Nervosíssimo Ed pisa pela primeira vez a boca de uma
grande cena, mas logo se acalma porque está a
abarrotar de convidados do bardo, e é como se ali não
esteja, atrás deles todos. Concentrado nos tambores
para não errar a marcação repetitiva, não vê nem ouve
nada.
00:15h.
de 25 de Abril de 1974 nos estúdios da Rádio Renascença
Noite de 24 para 25 de Abril,
de serviço entre dez da noite e uma da manhã, quando
mais uma ‘manha’ dos noticiaristas – ou só de alguns,
que entre os que trabalham no RCP e na RR costumam
dividir os noticiários em dois blocos, entre a
inserção do spot Beba Sagres, a sede que se deseja, um
com informações pontuais de factos de política
internacional (nacional, porque censuradas, ou apenas
de cunho promocional-propagandístico, quase não se dá)
e, antes ou depois, assuntos de algum modo associáveis
à ordem política e social portuguesa, mesmo que, como
em relação ao Caso Watergate, não directamente
conotáveis/conectáveis, quase sempre o que a censura
deixa passar de acontecimentos noutros países sob
ditadura, como Chile, Grécia, Espanha e Brasil - já
foi descoberta pelos ‘peritos’ da censura.
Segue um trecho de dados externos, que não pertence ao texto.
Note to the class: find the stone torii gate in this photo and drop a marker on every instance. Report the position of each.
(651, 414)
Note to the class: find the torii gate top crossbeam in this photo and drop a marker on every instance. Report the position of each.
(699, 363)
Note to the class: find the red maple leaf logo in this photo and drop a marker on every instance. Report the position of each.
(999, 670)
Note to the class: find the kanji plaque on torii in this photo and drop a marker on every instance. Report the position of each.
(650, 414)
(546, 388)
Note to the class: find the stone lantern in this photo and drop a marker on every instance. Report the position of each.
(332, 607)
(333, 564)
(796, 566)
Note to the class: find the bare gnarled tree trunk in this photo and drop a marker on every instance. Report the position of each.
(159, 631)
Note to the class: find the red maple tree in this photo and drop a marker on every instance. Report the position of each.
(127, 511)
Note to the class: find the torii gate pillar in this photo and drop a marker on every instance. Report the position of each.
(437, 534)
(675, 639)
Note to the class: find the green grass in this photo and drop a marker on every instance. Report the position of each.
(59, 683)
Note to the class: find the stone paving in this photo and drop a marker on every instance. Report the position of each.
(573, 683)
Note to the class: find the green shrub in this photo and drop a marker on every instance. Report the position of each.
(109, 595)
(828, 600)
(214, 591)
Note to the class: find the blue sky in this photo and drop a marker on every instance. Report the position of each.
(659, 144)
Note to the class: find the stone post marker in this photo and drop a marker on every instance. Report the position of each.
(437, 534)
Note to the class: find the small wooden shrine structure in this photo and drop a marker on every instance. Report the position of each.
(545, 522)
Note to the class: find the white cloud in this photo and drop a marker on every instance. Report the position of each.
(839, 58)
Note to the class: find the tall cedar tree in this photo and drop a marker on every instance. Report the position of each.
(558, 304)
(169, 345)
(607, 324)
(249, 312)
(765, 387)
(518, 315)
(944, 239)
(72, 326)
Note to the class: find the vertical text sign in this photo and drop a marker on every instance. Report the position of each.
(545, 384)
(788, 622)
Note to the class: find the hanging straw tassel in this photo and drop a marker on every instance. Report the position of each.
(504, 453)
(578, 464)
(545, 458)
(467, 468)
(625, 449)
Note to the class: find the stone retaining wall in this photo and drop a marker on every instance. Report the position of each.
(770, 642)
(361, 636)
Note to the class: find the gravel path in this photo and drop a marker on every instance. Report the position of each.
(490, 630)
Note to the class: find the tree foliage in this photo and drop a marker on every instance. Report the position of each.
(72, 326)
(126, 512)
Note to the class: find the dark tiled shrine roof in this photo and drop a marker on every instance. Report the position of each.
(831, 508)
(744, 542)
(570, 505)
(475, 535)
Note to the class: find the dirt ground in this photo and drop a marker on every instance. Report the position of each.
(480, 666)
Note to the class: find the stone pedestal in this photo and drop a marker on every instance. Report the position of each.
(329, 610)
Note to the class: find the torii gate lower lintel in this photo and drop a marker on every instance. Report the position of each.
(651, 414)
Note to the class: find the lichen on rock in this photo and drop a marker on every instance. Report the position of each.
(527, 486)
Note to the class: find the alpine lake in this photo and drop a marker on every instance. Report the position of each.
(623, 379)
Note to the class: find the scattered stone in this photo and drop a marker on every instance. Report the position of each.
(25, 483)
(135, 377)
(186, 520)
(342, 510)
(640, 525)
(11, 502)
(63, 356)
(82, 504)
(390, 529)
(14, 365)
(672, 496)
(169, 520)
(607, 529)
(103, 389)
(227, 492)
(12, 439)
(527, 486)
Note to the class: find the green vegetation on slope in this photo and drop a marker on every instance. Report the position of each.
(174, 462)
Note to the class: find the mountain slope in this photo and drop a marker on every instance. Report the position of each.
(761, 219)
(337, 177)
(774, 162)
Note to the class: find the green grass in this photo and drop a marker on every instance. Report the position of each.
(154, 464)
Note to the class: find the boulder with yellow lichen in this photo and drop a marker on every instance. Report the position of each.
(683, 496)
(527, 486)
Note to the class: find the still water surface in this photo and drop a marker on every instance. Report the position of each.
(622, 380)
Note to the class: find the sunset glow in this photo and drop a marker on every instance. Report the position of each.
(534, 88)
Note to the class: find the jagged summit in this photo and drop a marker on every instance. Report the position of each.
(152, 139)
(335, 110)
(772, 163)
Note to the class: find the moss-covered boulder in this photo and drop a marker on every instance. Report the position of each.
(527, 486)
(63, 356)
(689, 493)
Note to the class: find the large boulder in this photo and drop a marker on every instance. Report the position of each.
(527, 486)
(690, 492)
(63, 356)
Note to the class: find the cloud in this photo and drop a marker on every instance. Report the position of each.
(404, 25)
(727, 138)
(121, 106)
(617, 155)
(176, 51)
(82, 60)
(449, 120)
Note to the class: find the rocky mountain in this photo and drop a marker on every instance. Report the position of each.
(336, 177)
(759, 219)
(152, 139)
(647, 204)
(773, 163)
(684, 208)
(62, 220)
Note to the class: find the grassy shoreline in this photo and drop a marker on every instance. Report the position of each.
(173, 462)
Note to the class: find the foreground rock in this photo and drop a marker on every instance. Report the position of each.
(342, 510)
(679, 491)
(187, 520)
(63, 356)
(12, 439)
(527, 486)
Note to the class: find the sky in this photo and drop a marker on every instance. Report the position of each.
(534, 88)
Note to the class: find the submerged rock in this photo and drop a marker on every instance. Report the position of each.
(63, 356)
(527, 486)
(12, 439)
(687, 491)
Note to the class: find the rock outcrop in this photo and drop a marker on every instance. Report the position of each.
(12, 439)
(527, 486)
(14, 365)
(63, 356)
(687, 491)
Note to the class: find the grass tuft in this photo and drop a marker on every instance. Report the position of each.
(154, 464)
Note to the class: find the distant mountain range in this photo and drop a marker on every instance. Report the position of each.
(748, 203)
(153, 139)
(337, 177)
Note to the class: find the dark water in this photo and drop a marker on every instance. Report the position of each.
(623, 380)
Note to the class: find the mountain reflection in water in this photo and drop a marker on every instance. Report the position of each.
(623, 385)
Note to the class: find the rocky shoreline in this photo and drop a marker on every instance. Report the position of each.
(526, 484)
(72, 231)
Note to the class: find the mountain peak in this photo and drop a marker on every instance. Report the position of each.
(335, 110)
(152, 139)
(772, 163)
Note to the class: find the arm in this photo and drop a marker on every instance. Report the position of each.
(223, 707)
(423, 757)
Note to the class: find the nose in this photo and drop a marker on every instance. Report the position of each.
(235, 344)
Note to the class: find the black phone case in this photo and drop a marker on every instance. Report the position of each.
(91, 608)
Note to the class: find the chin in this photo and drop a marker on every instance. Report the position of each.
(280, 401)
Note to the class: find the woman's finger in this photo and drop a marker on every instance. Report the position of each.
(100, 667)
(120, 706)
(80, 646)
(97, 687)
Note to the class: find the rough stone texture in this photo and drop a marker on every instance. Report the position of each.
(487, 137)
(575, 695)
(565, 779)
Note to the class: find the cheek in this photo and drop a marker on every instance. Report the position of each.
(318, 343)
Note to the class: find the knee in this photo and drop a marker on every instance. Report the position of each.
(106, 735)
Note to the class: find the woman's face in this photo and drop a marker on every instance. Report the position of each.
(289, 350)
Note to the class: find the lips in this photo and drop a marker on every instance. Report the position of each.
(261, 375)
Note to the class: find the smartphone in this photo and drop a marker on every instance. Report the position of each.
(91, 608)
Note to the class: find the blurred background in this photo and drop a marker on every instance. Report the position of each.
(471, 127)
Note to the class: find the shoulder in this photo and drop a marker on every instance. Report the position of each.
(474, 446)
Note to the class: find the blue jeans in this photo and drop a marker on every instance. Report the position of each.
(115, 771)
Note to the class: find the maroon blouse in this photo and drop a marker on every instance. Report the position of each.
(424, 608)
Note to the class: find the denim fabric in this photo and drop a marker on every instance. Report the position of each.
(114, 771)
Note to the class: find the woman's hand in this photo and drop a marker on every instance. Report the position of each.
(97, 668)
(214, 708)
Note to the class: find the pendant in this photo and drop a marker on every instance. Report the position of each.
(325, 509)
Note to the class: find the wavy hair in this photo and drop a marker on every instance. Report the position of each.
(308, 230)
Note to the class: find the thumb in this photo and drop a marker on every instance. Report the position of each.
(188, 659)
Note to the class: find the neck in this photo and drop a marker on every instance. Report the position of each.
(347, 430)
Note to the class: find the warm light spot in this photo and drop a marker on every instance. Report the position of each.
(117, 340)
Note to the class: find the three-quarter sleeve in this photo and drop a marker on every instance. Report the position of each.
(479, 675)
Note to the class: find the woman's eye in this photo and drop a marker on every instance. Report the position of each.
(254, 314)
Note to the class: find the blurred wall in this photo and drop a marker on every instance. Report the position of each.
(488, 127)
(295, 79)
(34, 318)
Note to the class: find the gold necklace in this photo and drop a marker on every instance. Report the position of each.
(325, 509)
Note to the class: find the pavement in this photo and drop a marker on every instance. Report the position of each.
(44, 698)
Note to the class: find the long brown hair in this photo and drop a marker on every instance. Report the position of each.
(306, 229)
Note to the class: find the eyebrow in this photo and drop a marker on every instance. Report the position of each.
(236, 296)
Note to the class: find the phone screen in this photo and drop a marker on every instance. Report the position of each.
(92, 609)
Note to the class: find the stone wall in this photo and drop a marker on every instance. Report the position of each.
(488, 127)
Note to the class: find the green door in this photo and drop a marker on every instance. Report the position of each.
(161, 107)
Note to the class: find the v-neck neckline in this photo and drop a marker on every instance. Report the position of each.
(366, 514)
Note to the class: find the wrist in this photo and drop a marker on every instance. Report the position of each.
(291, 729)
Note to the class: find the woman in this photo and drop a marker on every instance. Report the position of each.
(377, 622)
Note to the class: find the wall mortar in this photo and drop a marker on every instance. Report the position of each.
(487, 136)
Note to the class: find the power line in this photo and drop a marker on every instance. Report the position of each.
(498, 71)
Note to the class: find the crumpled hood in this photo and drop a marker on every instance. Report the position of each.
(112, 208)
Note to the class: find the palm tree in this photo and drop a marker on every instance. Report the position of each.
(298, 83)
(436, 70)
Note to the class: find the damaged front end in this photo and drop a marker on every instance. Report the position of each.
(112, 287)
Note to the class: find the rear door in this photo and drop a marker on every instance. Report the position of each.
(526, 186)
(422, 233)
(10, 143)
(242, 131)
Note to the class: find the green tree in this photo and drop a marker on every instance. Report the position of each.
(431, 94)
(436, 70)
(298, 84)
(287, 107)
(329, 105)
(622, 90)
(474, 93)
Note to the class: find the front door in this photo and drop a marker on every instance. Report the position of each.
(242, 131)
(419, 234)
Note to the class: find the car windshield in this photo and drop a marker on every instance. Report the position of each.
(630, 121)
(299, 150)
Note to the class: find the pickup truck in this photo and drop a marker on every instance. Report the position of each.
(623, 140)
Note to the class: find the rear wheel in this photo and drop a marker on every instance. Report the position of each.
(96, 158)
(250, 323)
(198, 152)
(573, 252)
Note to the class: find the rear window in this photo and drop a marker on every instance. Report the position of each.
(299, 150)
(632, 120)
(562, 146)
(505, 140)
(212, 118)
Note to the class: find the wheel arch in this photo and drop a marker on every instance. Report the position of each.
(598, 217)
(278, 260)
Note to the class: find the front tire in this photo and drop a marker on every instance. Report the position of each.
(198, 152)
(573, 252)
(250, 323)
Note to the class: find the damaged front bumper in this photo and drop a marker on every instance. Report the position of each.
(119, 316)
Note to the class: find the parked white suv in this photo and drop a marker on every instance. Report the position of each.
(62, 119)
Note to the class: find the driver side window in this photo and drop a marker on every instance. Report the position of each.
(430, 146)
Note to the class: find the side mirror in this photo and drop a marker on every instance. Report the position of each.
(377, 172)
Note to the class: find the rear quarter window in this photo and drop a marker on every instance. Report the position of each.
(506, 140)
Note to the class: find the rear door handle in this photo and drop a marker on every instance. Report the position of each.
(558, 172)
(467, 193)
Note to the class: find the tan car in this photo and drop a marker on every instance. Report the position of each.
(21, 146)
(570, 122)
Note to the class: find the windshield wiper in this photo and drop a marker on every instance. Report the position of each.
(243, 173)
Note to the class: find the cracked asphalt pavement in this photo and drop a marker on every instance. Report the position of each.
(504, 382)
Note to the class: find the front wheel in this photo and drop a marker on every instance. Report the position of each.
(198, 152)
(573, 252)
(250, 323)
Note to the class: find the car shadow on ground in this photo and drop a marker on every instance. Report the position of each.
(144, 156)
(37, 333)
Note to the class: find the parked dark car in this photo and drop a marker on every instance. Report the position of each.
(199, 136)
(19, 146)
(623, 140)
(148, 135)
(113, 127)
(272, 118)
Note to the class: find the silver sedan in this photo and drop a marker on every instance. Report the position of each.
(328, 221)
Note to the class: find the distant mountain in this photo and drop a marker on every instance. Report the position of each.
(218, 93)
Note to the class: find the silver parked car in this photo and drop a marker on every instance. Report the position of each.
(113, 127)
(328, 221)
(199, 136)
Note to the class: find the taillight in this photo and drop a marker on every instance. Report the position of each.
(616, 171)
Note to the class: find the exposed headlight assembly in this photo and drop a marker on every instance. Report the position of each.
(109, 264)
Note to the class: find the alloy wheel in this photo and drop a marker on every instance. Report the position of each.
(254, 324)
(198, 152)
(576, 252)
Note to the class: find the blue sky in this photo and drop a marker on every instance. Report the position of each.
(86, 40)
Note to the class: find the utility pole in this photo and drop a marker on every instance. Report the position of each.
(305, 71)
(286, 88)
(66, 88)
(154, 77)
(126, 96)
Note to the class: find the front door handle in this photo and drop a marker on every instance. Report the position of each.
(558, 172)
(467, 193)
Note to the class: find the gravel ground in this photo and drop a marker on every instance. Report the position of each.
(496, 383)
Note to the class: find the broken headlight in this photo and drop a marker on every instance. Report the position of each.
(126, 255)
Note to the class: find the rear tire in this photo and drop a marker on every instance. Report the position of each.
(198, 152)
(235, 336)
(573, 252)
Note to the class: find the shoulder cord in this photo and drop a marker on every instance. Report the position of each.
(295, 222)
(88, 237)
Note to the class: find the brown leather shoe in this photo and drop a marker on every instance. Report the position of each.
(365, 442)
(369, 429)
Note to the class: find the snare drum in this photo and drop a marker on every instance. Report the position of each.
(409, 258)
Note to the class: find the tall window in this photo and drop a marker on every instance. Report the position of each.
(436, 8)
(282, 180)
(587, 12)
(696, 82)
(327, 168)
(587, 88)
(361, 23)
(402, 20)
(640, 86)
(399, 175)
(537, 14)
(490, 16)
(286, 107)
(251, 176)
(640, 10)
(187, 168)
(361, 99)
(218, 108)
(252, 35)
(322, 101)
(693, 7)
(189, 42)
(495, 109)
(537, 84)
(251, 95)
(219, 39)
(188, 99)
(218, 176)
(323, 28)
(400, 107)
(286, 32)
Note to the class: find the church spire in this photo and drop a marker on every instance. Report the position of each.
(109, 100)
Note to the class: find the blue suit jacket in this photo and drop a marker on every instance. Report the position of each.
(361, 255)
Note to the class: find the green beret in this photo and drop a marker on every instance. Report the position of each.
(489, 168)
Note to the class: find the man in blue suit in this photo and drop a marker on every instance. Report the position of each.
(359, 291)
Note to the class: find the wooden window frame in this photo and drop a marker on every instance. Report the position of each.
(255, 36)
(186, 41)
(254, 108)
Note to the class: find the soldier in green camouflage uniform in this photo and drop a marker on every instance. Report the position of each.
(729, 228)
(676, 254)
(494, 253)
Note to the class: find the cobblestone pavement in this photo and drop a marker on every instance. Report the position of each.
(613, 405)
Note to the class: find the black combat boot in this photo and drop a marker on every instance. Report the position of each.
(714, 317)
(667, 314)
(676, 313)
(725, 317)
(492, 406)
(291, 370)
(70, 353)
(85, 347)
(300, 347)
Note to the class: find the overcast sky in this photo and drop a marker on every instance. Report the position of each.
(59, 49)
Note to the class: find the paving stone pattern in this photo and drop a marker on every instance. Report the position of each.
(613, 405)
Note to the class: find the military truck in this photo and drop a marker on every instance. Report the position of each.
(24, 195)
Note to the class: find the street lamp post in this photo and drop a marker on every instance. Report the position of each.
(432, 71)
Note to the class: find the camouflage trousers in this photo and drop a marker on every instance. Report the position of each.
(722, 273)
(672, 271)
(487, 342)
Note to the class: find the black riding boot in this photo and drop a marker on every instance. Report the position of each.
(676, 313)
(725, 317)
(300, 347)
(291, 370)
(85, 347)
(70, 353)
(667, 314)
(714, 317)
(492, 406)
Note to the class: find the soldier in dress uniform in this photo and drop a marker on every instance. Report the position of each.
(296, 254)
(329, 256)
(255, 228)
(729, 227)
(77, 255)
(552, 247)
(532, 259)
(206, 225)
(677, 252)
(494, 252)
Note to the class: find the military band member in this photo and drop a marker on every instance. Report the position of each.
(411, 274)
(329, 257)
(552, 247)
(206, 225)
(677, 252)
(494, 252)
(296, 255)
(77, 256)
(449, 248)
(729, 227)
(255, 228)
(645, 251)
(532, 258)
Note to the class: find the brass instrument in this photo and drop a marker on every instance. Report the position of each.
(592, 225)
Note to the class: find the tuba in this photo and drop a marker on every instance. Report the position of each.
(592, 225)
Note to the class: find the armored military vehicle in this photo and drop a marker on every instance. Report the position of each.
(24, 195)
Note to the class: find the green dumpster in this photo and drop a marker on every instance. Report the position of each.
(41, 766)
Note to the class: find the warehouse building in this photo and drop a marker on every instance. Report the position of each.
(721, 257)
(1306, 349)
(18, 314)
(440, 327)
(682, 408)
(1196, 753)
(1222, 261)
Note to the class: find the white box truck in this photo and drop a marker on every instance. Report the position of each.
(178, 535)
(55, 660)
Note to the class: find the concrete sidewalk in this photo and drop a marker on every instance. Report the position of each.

Descoberto
o estratagema, os censores fazem saber ao chefe do
Serviço que passarão a embaralhar as notícias. António
e Ed decidiram num jantar que se é assim o melhor é
dar as mesmas notícias ao longo de todos os períodos
em que trabalharem. Por acordo tácito entre a meia
dúzia de noticiaristas dos quadros da RR as notícias
oficiais e oficiosas da vida política portuguesa –
pronunciamentos do primeiro-ministro Marcelo Caetano
ou corta-fitas de Thomaz - são dadas apenas no jornal
do meio-dia e meia pelo mesmo jornalista, a quem o
expediente cai como uma luva pelos seus incontáveis
afazeres. O trabalho do turno na RR acaba por
tomar-lhe apenas uma hora – porque nada do que veicula
importa realmente.
Ed escreve o seu primeiro e
único noticiário porque após três meses de
preparativos finalmente começa a funcionar o serviço
oficial de censura interna, que neste período
inaugural de cortafitas cabe ao próprio chefe dos
esbirros, que o endossa já ‘embaralhado’ para ler às
onze horas, meia-noite e uma da manhã. Sem mais o que
fazer, entretanto, até porque a cena passa-se não ao
lado do seu gabinete mas em plena parte da sala
reservada aos noticiaristas, põe-se a acompanhar uma
arenga do censor, muito altivo e cheio da garra de
quem começa trabalho novo, ao director comercial da
emissora, Albérico Fernandes, que exerce também as
funções de conselheiro informal dos profissionais,
jornalistas e produtores e realizadores de programas
da casa ou independentes, sobre esses assuntos, ou
seja, é o censor interno informal. Nota que, contra o
que é hábito, desde o início da emissão, à meia-noite,
o programa Limite, cujos produtores e realizadores,
entre os quais Leite Vasconcelos – também da equipa de
noticiaristas – e Carlos Albuquerque, oriundos de
Moçambique, são muito criticados pelos poucos
radialistas do contra por se terem prestado a
substituir um programa proibido e pelo conteúdo
anódino das suas emissões, que vão ao ar há dois anos,
está a passar apenas as melhores faixas da chamada
‘nova música portuguesa’ e quando lá para a meia-noite
e um quarto entra o tema da Gare d’Austerlitz de José
Mário Branco, o censor, qual João Metralha, está a
disparar uma saraivada de balas sobre os princípios
que irão nortear o seu trabalho e o método a adoptar,
face a um – só a modos de dizer – interlocutor
impossibilitado de emitir sequer um balbucio,
estático, de braços cruzados, até que entram os passos
no saibro do pátio do Château de Herrouville, em
França, incluídos pelo mesmo José Mário Branco no
início da versão de José Afonso de Grândola, Vila
Morena. - Isto, aqui, por exemplo; há que saber o que
querem dizer com isto... Ainda está ele a esboçar um
sorriso entre o embaraçado e o cúmplice quando Leite
Vasconcelos deixa Ed a modos que atónito ao pôr-se a
declamar num estilo de jogos florais ou tom de
tertúlia das antigas bem diferente do que lhe é
habitual, que é o mais coloquial possível, a primeira
quadra da canção tradicional alentejana.
Vejam
bem
Ed senta-se no colchonete ao
lado da aparelhagem enquanto circula mais uma cónica
de haxe e Ziggy Stardust, de David Bowie, está no ar.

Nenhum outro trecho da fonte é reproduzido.